21-326: Markov Chains: Theory, Simulation and Applications

Fall 2025

What is this course about?

Let’s start with a few questions whose statements should be accessible to you:

Can you decode this message?

LAVLCRQPTVIWLRVTKQCLCRQLMCLETDEJCLARQLDVKEYSLMLREGQLCQTFVKLRQEPFLRMKLKQYAMVYLRQPLHYFQPLEYJLVARQPLYEKQSLMYLRMCLQJQCLCRQLQITMBCQCLEYFLBPQFVKMYEAQCLARQLDRVTQLVNLRQPLCQUSLMALDECLYVALAREALRQLNQTALEYJLQKVAMVYLEWMYLAVLTVGQLNVPLMPQYQLEFTQPSLETTLQKVAMVYCLEYFLAREALVYQLBEPAMIHTEPTJLDQPQLEXRVPPQYALAVLRMCLIVTFLBPQIMCQLXHALEFKMPEXTJLXETEYIQFLKMYFSLRQLDECLMLAEWQLMALARQLKVCALBQPNQIALPQECVYMYOLEYFLVXCQPGMYOLKEIRMY

The message above was sent by performing some permutation of the letters (e.g. $A \mapsto K$, $B \mapsto Z$, etc.) on the intended message. A brute force search will take longer than the life of the universe with modern computers. But a MCMC based algorithm will crack it in seconds. (You will learn how to do this on your homework.)

Do randomly packed disks in a box form a hexagonal like arrangement?

Randomly pack (non-overlapping) disks into a box. When packed at high densities they arrange themselves into a hexagonal structure. How do you reliably test this numerically? Simulating all configurations is not feasible; but you will learn how to do this reliably and efficiently. (Questions like this arise in the study of crystal structures and statistical physics.)
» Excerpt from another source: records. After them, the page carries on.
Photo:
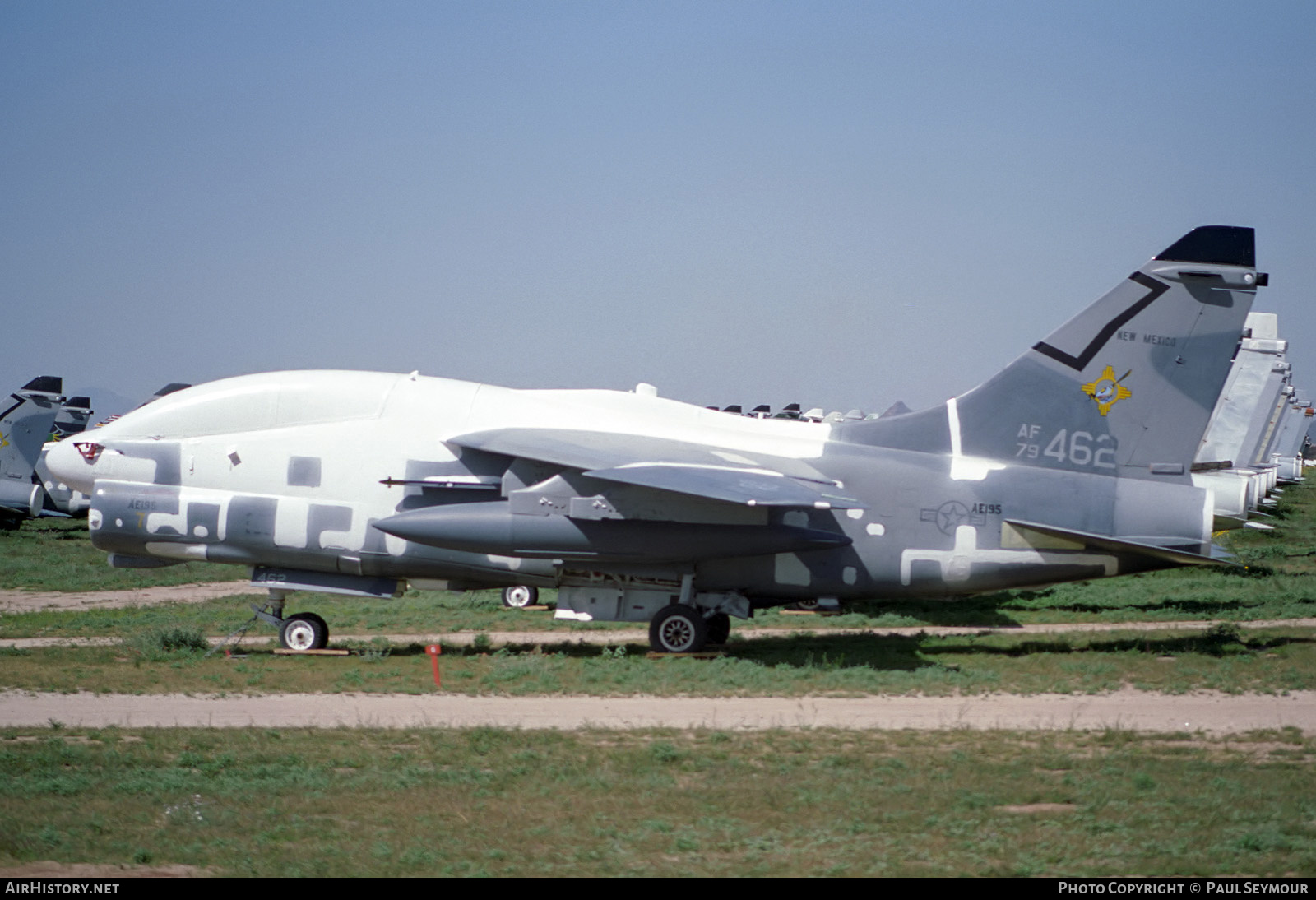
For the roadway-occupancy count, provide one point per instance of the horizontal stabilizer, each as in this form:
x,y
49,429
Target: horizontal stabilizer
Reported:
x,y
1124,546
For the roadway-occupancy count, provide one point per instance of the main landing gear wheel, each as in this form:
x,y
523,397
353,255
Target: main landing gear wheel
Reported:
x,y
719,628
304,632
678,629
520,596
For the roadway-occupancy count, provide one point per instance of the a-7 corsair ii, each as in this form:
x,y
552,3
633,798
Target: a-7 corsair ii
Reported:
x,y
1070,463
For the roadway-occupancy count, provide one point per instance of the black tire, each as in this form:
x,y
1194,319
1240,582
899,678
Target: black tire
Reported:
x,y
678,629
520,596
304,632
719,628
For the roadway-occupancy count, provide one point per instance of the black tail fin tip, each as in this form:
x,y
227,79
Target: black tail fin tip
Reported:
x,y
46,384
1221,245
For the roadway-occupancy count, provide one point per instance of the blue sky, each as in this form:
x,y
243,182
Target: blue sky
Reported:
x,y
840,204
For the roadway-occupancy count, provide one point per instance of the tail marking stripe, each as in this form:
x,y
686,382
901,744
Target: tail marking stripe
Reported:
x,y
1079,362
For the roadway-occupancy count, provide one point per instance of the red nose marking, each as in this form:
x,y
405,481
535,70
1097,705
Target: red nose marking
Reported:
x,y
90,452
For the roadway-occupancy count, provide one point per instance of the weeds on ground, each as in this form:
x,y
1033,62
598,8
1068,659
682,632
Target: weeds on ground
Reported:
x,y
487,801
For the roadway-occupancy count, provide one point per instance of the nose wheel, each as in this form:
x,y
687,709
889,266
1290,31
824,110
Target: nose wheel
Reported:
x,y
520,596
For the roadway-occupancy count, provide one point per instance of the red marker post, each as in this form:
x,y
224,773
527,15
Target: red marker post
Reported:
x,y
433,650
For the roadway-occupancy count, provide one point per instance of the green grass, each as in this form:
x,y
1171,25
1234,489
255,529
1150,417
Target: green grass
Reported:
x,y
1223,660
484,801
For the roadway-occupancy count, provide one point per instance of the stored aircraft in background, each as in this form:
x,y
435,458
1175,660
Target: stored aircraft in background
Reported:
x,y
1070,463
61,499
25,425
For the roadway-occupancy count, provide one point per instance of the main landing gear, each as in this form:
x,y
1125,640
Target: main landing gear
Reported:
x,y
684,629
520,596
296,632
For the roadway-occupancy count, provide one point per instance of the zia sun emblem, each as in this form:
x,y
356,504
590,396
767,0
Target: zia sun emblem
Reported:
x,y
1107,390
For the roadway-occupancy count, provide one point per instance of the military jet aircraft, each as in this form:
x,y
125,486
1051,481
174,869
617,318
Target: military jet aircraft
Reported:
x,y
24,427
1070,463
59,499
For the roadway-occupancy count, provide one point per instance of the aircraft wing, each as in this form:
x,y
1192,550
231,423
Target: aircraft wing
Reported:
x,y
684,467
1142,548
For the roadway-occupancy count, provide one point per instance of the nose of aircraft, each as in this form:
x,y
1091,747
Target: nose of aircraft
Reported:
x,y
69,462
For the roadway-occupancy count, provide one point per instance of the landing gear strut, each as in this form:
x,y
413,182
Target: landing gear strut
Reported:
x,y
678,629
296,632
520,596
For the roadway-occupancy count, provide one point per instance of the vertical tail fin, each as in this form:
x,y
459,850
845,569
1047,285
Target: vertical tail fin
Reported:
x,y
25,420
1123,388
In a (large) interconnected network, how do you determine the relative importance of nodes?

You use this everyday when you search online, and see results ranked based on “relevance”. There is a simple, elegant algorithm (now known as the Page Rank algorithm), which we will analyze and implement.
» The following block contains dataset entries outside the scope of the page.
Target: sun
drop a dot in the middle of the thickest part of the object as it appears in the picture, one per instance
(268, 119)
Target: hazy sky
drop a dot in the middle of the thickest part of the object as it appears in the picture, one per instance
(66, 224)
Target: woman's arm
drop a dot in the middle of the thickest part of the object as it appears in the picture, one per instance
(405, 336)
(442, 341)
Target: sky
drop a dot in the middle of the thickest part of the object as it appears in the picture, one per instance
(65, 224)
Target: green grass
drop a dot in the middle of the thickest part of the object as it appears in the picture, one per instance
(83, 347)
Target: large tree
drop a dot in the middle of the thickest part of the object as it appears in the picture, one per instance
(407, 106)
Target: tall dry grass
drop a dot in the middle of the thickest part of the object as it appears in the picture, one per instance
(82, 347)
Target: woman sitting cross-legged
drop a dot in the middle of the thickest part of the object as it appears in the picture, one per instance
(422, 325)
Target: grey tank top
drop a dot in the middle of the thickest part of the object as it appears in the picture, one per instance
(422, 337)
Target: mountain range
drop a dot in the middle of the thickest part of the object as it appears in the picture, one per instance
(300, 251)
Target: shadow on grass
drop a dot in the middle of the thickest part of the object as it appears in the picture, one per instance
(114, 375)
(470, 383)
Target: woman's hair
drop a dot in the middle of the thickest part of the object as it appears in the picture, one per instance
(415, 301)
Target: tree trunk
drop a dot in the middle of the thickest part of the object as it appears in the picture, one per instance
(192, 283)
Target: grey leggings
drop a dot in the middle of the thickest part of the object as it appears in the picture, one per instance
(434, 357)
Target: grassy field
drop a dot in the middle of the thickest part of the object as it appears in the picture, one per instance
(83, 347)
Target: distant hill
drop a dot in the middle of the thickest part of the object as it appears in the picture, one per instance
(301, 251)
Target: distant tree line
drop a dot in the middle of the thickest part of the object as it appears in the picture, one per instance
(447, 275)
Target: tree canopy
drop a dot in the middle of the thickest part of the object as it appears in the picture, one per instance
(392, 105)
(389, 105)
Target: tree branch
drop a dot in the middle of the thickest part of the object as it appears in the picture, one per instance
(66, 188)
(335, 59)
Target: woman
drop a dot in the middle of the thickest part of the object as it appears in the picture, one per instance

Do random walks return to their starting point infinitely often?

Suppose a drunk hiker explores their surroundings by randomly walking a unit distance north, south, east or west. Will they return to their starting point infinitely often?

If instead of a drunk hiker (whose movement is confined to the plane), we had a drunk spaceship captain who did the same thing, but can additionally move up or down. Will they return to their starting point infinitely often?

Turns out the drunk hiker will return infinitely often, but the drunk spaceship captain won’t. Why? This is related to recurrence of Markov Chains and the gamblers ruin problem, which we will study in detail.

The underlying theoretical foundation of each of the above examples is Markov Chains, which is both accessible to undergraduate students and has enough mathematical depth to be an active area of current research.

This course aims to study both the theoretical foundations (via an honest theorem, lemma, proof approach), and analyze various applications. A few applications will be implemented on a computer using scientific / numerical Python. (No prior knowledge of Python is required, but some experience with coding is helpful.)

Syllabus

Topics covered

Markov chains: basic notions, stationary distribution, mixing times, techniques to estimate mixing times.
Sampling: random number generation, importance sampling, rejection sampling.
Markov Chain Monte Carlo: Metropolis Hastings, Gibbs sampling, tempering, simulated annealing.
Applications: Page rank, Monte Carlo integration, hard core model, traveling salesman, Ising model, graph coloring, gerrymandering.

A few applications will be implemented on a computer using scientific / numerical Python. (No prior knowledge of Python is required, but some experience with coding is helpful.)

Learning Objectives

Understand the theoretical foundations of Markov Chains, and be proficient with the proofs of basic results in the field.
Learn about MCMC and study several applications in detail.
Understand the basics of simulation, and code a few applications using numerical Python.

Pre-requisites

A rigorous and through first course on Probability (e.g. 21-325 or 21-721).
Linear algebra (e.g. 21-240, 21-241 or 21-242).
Some familiarity with coding (not necessarily Python)

References

Brief lecture notes by the instructor will be written as the semester progresses.
Markov Chains, James Norris
A First Course in Monte Carlo Methods, D. Sanz-Alonso, O. Al-Ghattas.
Markov Chains and Mixing Times, D. Levin, Y. Peres, E. Wilmer

Frequently Asked Questions

Would this fulfill any of the requirements for math majors?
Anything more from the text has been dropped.